Be sure to research everything, for instance there is a sort of membrane in the aloe leaf you'll want to avoid and all kinds of tidbits like that.. Also stash away at least one bar, for your research down the line - I'm amazed with how it changes over time. My best 'trick' to mild soap (assuming the recipe is alright) is simply cure time. Lots and lots of it


----------



## shunt2011 (Mar 24, 2018)

I purchase the aloe juice at Walmart and use it as 100% water replacement. I just dissolve my lye in it. Works well.


----------



## shaz (Mar 24, 2018)

@earlene the soaps that I used lasted about a month or less, and I used it about 2/3 times a week. I let it dry and did't let it sit in the bathroom. 

Salt is not listed as an ingredient on their website and she is from Atlanta USA - You might be more aware of the regulations than I am, but I would assume the ingredients are listed in order of high to low. 

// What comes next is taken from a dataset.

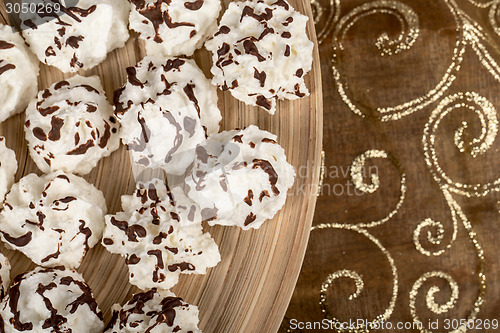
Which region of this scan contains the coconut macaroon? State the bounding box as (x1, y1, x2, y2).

I think i will let my test batches cure for much longer than 4-6 weeks and try them again. I may already have the perfect recipe but need to wait for a longer cure time, only time will tell. 

I will try out the salt/brine method using pink salt next. 

@SoapingChick yes i have some aloe juice straight from the plant, which I rescued just in time as it's been snowing past month here in london and my plant has died 

I prefer the 50/50 method, because i think the lye will just kill all the good qualities and nutrients of the raw aloe by heating it to such high temperatures. Even if i did freeze the aloe, would like the comfort of knowing there is still aloe in my soap which hasn't been fried! lol


----------



## shunt2011 (Mar 24, 2018)

The lye will likely kill any benefits. The lye is still active during saponification. Also if you make a salt soap make sure to use the finest grain possible. Some salts have sharp edges and can cut the skin.


----------